The last layer, the final boss, was to be able to sing through to beat 4 whilst also playing the piano part and doing it well. No hiccups. No pitch correction. No rhythmic inaccuracies. 3 - 5 times. I could do it, right?
Well…not quite.
Beat 3 continued to be the bane of my existence, even when I’d already thought I’d smoothed out all the structural wrinkles. No matter how hard I tried, I couldn’t make it over the hurdle into beat 4.
That’s when I realized this was my sign to take a breather.
So, I pulled out my Real Book (gifted by my beloved soul tie years ago) and did some jazz standard sight reading for a couple of minutes before officially stepping away from the piano.
Sight reading and noodling around with chord structures in a low-pressure, zero-stakes mindset gave my brain the little reset it needed to be okay with wrapping up the session. I didn’t want to leave the piano frustrated, and allowing myself to just play for the sake of playing helped regulate my feelings about not being able to hit my goal 100%.
Not every practice session is going to be amazing, energizing, or perfect. (In fact, I caution against using the p-word when it comes to practicing, but that’ll be another post for another day).
Sometimes, we’re going to start out with a clear goal, a neatly portioned map of how we want to spend our time at the piano, and then the exact opposite will happen. Or, we’re met with an unexpected challenge that asks of our focus first.
Other times, we may find ourselves playing repetitions without being present in the moment, or overworking ourselves to the point where we wind up on autopilot anyway, confused about why we can’t get a measure smoothed out. (Guilty!)

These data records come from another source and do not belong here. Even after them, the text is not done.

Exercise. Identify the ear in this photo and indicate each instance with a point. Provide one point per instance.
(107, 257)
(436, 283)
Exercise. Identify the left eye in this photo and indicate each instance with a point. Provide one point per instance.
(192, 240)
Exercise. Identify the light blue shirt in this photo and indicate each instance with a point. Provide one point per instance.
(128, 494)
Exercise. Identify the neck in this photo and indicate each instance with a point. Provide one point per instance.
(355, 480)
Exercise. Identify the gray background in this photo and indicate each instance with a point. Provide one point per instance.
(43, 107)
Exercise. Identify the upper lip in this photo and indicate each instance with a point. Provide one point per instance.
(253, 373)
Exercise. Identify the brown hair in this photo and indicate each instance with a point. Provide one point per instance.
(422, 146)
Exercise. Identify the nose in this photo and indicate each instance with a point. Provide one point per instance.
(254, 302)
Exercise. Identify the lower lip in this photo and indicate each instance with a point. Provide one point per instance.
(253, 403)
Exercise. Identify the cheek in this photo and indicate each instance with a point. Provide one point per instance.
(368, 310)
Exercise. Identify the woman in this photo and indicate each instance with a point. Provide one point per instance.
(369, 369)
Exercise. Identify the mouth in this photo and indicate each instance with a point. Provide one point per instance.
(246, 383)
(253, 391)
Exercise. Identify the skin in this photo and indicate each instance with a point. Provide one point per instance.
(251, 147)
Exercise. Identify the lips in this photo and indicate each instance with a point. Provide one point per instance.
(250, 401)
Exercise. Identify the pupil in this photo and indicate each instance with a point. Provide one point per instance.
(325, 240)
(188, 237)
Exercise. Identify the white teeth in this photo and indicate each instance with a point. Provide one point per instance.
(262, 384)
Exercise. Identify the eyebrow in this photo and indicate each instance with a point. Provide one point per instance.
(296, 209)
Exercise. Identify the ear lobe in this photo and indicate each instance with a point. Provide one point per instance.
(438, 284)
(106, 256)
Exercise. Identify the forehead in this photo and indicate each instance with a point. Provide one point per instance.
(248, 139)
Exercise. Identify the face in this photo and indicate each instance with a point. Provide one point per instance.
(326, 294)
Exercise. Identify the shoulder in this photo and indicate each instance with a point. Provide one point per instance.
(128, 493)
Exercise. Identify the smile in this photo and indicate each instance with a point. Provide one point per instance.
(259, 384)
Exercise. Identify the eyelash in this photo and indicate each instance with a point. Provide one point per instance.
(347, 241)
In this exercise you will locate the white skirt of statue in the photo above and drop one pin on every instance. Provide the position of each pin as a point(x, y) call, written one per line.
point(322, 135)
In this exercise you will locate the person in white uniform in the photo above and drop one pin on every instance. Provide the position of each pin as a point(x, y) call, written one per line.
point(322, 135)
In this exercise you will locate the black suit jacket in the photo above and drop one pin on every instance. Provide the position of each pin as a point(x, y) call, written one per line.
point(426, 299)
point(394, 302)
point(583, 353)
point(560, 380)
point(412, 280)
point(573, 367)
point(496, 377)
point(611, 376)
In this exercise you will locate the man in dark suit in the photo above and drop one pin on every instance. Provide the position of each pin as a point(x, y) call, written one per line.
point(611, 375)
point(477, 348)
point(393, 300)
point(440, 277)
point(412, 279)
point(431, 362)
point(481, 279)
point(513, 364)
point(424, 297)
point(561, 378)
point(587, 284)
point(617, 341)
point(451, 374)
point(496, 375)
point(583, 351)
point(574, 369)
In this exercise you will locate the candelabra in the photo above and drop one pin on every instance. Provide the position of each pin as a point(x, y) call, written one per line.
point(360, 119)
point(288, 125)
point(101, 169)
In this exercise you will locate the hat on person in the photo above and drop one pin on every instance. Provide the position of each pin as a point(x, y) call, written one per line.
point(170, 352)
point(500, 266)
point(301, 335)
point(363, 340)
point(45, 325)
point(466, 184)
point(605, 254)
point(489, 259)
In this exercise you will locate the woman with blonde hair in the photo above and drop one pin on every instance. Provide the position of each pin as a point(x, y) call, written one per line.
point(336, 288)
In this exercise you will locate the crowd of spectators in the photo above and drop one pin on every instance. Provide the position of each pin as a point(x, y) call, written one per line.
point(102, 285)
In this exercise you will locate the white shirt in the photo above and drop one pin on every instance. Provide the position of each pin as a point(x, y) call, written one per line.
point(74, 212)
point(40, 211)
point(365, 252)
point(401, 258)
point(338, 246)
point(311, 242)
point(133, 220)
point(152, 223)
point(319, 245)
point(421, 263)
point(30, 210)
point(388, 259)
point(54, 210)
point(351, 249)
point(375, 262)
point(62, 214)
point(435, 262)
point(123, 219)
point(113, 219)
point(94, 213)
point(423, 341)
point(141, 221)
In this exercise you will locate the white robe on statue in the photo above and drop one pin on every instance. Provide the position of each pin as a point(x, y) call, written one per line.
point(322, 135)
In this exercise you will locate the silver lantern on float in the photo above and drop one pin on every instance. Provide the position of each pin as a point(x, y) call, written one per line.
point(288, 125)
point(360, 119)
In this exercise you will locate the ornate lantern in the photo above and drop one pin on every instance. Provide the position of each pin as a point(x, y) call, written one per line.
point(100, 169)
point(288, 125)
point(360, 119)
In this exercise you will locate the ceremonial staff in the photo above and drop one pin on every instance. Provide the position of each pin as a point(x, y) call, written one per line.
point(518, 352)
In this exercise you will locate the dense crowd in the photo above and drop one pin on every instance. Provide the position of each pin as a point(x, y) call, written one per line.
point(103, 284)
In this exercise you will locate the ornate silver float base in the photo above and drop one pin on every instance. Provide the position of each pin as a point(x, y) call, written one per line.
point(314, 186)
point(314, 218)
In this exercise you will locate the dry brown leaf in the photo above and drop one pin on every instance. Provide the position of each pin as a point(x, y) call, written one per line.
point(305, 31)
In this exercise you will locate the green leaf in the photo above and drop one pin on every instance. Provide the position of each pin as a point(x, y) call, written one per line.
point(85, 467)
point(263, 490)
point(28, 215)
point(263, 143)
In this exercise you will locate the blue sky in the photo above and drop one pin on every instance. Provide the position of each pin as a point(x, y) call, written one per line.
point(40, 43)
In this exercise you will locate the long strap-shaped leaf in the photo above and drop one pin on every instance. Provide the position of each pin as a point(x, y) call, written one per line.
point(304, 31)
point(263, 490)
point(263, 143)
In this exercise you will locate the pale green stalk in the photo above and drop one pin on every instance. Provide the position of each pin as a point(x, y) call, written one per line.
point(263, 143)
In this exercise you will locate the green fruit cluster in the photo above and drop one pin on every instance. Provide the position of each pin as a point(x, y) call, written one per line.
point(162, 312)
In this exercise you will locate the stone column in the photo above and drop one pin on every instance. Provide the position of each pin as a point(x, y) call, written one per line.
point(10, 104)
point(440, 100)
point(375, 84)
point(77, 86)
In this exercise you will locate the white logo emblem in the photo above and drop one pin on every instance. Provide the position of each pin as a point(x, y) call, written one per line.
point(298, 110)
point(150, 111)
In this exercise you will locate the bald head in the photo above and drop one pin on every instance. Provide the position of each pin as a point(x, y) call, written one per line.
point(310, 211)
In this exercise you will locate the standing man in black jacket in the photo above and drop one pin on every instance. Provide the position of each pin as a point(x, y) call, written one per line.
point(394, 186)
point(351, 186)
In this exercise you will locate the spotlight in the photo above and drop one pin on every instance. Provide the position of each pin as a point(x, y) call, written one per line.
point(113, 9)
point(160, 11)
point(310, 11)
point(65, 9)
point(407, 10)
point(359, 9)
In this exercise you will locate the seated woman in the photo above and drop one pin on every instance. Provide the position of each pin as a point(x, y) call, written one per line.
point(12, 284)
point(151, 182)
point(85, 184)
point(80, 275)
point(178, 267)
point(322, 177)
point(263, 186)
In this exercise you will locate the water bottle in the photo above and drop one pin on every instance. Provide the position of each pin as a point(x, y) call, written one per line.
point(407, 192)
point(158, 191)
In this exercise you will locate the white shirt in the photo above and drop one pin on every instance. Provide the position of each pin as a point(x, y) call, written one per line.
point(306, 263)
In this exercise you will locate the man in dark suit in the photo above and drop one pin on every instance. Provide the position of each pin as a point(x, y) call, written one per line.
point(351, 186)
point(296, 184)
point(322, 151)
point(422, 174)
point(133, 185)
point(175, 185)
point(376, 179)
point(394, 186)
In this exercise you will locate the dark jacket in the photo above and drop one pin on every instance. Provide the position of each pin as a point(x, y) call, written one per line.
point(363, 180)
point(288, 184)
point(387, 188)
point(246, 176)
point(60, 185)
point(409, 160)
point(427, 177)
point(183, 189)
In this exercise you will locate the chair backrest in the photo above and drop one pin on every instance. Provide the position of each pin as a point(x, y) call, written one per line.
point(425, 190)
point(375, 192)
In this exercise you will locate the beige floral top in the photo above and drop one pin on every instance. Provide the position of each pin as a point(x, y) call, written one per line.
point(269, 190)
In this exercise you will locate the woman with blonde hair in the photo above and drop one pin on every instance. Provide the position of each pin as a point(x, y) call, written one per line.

All of that is okay. It’s part of the process and the journey of being a musician.
It doesn’t mean we’re wrong, or bad, or unable to figure out whatever we’re working on. Sometimes, it just means we need a break.
So, if this post is finding you in mid-practice frustration, know that it’s going to be okay. Give yourself the space and grace to step away from the piano for a bit. Do something else that you enjoy - take a walk, read a poem, call a friend - and then decide if you’d like to come back to the piano later in the day, or wait until tomorrow.
Trust me, that quiet walk out in nature will be way more helpful than trying to trudge through one more autopilot-driven frustrated repetition at the piano.